The launch of Mulberry (Asia) Limited is a new business agreement with Challice Limited that will operate the group’s business in Hong Kong, China and Taiwan. It will start trading in Hong Kong next Monday with a subsidiary in China and a branch office in Taiwan expected to be operational during this year once its gets the relevant business licences for those territories.
The launch will also come along with “significant” marketing investment in North Asia. In addition to local marketing initiatives, Mulberry plans to invest around £3 million in additional support over the next two years.
As an immediate priority, the brand’s store network will be added to with a new location in Shanghai as well as the relocation of its existing stores in Hong Kong and Beijing.
Interestingly the new venture is not only aimed at increasing sales within Greater China but also increasing the awareness of the brand for the Chinese purchasing abroad.

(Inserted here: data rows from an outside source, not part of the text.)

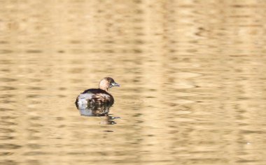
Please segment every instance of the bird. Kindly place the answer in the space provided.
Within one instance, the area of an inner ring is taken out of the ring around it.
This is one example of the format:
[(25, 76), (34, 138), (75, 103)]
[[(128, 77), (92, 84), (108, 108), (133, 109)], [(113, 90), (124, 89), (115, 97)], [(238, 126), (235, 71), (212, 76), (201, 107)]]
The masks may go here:
[(113, 78), (104, 77), (99, 84), (99, 88), (90, 88), (81, 93), (76, 100), (76, 106), (111, 106), (114, 102), (113, 97), (108, 89), (113, 86), (120, 86)]

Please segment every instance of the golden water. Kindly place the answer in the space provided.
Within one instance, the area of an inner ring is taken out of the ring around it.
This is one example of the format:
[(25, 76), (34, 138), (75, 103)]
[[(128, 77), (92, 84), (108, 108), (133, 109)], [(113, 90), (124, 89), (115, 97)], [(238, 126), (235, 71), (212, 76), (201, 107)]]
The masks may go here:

Mulberry owns 60% of the share capital of the new venture with Challice holding the other 40%. Challice already owns 56% of Mulberry’s share capital and is under the same ultimate shareholder control as Mulberry’s ‘previous’ distributor in the region, Club 21.
It will initially operate four stores (two in China, one in Hong Kong and one in Taiwan) and manage the brand’s regional wholesale ops, which are supported by the group’s Chinese language mulberry.com site and omnichannel platform throughout the region.
Mulberry CEO Thierry Andretta said the firm sees significant growth opportunity in the region.